Comparing them with the results in Table 1, the superior performance of training separate networks for diseased and normal population is obvious. Figure 8 (a) shows the segmentation output when training and test image are from the diseased population, while Figure 8 (b) shows the scenario where the training images are from the normal population while the test images are the diseased case. Red contours show the outline of the manual segmentation while the green contours show the output of our method. When training images are from normal population it is more challenging to segment an image from the diseased population. Inaccurate segmentation of the fluid layers can have grave consequences for subsequent diagnosis and treatment plans. Figure 8 (c) shows the results when the training database is a mix of diseased and normal population, which is a more accurate representation of real world scenarios. A mixture of normal and diseased population images in the training set leads to acceptable performance. However, training a network exclusively on disease cases improves segmentation accuracy of pathological regions, which is certainly more critical than segmenting normal anatomical regions. Since it is challenging to obtain large numbers of annotated images, especially for diseased cases, our proposed image augmentation method is a significant improvement over existing methods.

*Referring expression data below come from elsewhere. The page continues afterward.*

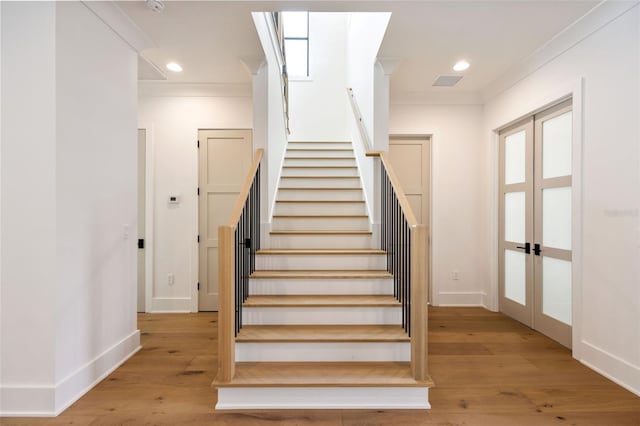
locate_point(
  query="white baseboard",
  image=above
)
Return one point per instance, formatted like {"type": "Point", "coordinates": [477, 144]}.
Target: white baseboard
{"type": "Point", "coordinates": [323, 398]}
{"type": "Point", "coordinates": [612, 367]}
{"type": "Point", "coordinates": [461, 298]}
{"type": "Point", "coordinates": [49, 401]}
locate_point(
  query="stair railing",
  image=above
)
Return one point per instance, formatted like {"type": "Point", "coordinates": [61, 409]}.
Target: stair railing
{"type": "Point", "coordinates": [238, 242]}
{"type": "Point", "coordinates": [405, 241]}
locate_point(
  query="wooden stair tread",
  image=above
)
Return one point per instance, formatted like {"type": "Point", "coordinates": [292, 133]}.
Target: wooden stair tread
{"type": "Point", "coordinates": [319, 167]}
{"type": "Point", "coordinates": [320, 201]}
{"type": "Point", "coordinates": [316, 374]}
{"type": "Point", "coordinates": [324, 216]}
{"type": "Point", "coordinates": [321, 252]}
{"type": "Point", "coordinates": [317, 188]}
{"type": "Point", "coordinates": [322, 333]}
{"type": "Point", "coordinates": [319, 158]}
{"type": "Point", "coordinates": [322, 273]}
{"type": "Point", "coordinates": [319, 177]}
{"type": "Point", "coordinates": [322, 300]}
{"type": "Point", "coordinates": [313, 232]}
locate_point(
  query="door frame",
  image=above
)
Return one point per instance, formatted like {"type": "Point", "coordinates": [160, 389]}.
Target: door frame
{"type": "Point", "coordinates": [531, 105]}
{"type": "Point", "coordinates": [430, 236]}
{"type": "Point", "coordinates": [148, 215]}
{"type": "Point", "coordinates": [195, 292]}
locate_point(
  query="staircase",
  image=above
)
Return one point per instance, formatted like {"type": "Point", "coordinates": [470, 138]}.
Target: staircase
{"type": "Point", "coordinates": [321, 327]}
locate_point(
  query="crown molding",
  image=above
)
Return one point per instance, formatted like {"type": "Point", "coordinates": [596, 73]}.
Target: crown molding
{"type": "Point", "coordinates": [109, 13]}
{"type": "Point", "coordinates": [165, 89]}
{"type": "Point", "coordinates": [598, 17]}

Train on Normal, Test on Diseased
[1] [25]
DM 0.741 0.781 0.802 0.821 0.856
HD 15.3 14.5 13.7 11.3 9.9
Train on Mix, Test on Diseased
[1] [25]
DM 0.762 0.798 0.820 0.848 0.873
HD 14.8 14.0 13.2 10.8 9.2
Table 4: Segmentation results for mix of diseased and normal OCT images. Best results per metric is shown in boldface. HD is in mm.
(a) (b) (c)
Figure 8: Segmentation results of test images for different training data sources: (a) diseased population only; (b) normal population only; (c) mix of diseased and normal population.

5 Conclusion

We propose a novel approach to generate plausible retinal OCT images by incorporating relationship between segmentation labels to guide the shape generation process. Diversity is introduced in the image generation process through uncertainty sampling. Comparative results show that the augmented dataset from outperforms standard data augmentation and other competing methods, when applied to segmentation of pathological regions (fluid filled areas) in retinal OCT images. We show that synergy between shape, classification and sampling terms lead to improved segmentation and greater visual agreement of experienced ophthalmologists. Each of these terms is equally important in generating realistic shapes. Our approach can be used for other medical imaging modalities without major changes to the workflow.

Despite the good performance of our method we observe failure cases when the base images are noisy due to inherent characteristics of the image acquisition procedure, and when the fluid areas greatly overlap with other layers. Although the second scenario is not very common, it can be critical in the medical context. In future work we aim to evaluate our method’s robustness on a wide range of medical imaging modalities such as MRI, Xray, etc. Our method is also useful to generate realistic images for educating clinicians, where targeted synthetic images (e.g. generation of complex cases, or disease mimickers) can be used to speed-up training. Similarly, the proposed approach could be used in quality control of deep learning systems to identify potential weaknesses through targeted high-throughput synthetic image generation and testing.